Die Firma dankt  :Smile: 

Gruß,

Benjamin

----------

## SvenFischer

Hallo,

ich habe das Problem, dass ich über das Symbol des Mülleimers seit dem Update auf KDE 3.4 nicht mehr den Inhalt des Mülleimers angezeigt bekomme.

Da ich nun ebenfalls den gleichen Inhalt von oben als Konfiguration habe, ist wohl eine andere Angabe falsch.

- Wenn ich im Konqueror "trash:/" eingebe, dann klappt es.

- über die Eingabezeile (ALT+F2) klappt es nicht, fehler hat etwas mit dem kioslave zu tun.

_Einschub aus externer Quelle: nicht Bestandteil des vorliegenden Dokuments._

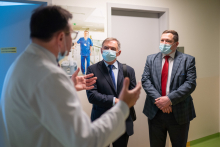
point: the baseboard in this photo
(194, 142)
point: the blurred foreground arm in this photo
(62, 115)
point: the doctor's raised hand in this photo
(83, 82)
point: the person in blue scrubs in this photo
(86, 49)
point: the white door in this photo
(14, 32)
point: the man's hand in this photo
(167, 110)
(162, 102)
(116, 100)
(129, 96)
(83, 82)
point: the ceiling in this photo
(85, 18)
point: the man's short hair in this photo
(112, 39)
(45, 21)
(175, 34)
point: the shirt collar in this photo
(171, 55)
(115, 64)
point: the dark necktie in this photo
(164, 75)
(112, 74)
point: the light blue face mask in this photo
(108, 55)
(165, 48)
(61, 55)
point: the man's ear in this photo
(177, 43)
(119, 53)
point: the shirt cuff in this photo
(113, 101)
(123, 107)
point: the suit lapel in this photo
(120, 77)
(177, 60)
(159, 67)
(102, 67)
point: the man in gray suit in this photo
(169, 78)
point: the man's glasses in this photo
(108, 47)
(74, 34)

Wenn ich die Eigenschaften der Einrichtungsdatei./Desktop/trash.desktop mir so betrachte, dann ist auf dem ersten Reiter bei Typ eine Einstellung möglich, die ein neues fesnter öffnet:

- Rangfolge ausführender Programme: Habt Ihr dort einen Eintrag?

----------

## psyqil

Nein.

----------

## Lenz

Ich hatte nach dem 3.4 Update auch Probleme mit dem Mülleimer. Irgendwie ist das ja jetzt nur noch ein Link, kein Verzeichnis mehr. Ich habe ein neuen User angelegt, mich mit dem eingeloggt, wobei die KDE die benötigten Dateien ins Home erstellt hat. Dann habe ich einfach die Mülleimerdatei zu meinem User rüberkopiert.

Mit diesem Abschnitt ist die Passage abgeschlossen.